The U.S. Federal Communications Commission will not pursue complaints about a spy agency's access to millions of telephone records because it cannot obtain classified material, the FCC's chairman said in a letter released on Tuesday.
Rep. Edward Markey, a Massachusetts Democrat, had asked communications regulators to investigate a newspaper report that AT&T Inc., Verizon Communications and BellSouth Corp. gave access to and turned over call records to help the National Security Agency fight terrorists.
"The classified nature of the NSA's activities makes us unable to investigate the alleged violations," FCC Chairman Kevin Martin said in the May 22 letter to Markey.
Verizon and BellSouth have denied turning over telephone call records to the NSA. BellSouth has demanded USA Today retract claims in its story.
"We can't have a situation where the FCC, charged with enforcing the law, won't even begin an investigation of apparent violations of the law because it predicts the administration will roadblock any investigations citing national security," Markey said in response to Martin.
The five-member FCC oversees and regulates U.S. telecommunications. While technically independent, the commissioners are appointed by the president with no more than three from the political party controlling the White House.
Martin, a Republican designated chairman last year, worked at the White House and for President George W. Bush's 2000 presidential campaign before joining the FCC in 2001 as a commissioner.
Section 222 of the 1934 Communications Act requires telecommunications carriers to protect the confidentiality of certain consumer call information, "except as required by law" or when the customer approves its release. Violators can be fined.
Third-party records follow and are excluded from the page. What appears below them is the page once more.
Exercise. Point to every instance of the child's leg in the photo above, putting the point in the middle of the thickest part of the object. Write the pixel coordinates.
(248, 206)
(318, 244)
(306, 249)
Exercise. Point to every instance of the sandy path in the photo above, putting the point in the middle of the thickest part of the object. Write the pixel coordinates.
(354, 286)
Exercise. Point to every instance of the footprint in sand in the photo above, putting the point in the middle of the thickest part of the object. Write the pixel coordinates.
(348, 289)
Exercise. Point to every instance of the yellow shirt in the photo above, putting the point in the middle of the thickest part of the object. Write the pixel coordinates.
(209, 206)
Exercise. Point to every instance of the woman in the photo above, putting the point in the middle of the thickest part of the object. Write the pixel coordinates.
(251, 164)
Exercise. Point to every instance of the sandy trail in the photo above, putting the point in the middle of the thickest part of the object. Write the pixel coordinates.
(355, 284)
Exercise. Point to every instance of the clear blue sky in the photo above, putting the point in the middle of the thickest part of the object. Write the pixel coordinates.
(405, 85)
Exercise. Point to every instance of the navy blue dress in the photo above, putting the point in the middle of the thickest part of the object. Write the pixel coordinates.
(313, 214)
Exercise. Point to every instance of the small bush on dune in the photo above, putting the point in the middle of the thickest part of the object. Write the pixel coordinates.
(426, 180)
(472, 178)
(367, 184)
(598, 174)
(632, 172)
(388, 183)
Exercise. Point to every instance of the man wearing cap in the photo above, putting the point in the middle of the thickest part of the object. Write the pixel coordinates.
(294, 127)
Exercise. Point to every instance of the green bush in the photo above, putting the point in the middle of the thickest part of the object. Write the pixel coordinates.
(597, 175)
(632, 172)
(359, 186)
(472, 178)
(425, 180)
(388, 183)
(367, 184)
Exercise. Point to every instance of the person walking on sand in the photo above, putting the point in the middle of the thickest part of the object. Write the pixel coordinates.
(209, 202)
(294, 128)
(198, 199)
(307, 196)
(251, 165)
Bush has refused to confirm or deny the report in USA Today but said intelligence activities he authorized were legal and the government was not probing Americans' personal lives or eavesdropping on domestic calls without court approval.
AT&T has been sued by the privacy rights group Electronic Frontier Foundation for violating customer privacy by turning over telephone data to the government.
The Justice Department has asked that the case be dismissed, saying it could reveal military and state secrets.
The FCC's Martin said the government's arguments in that case would prevent the FCC from conducting an investigation.
Such a probe would require access to "highly sensitive classified information" and the "commission has no power to order the production of classified information," Martin said.
He said the National Security Act of 1959 prevented the disclosure of the NSA's activities.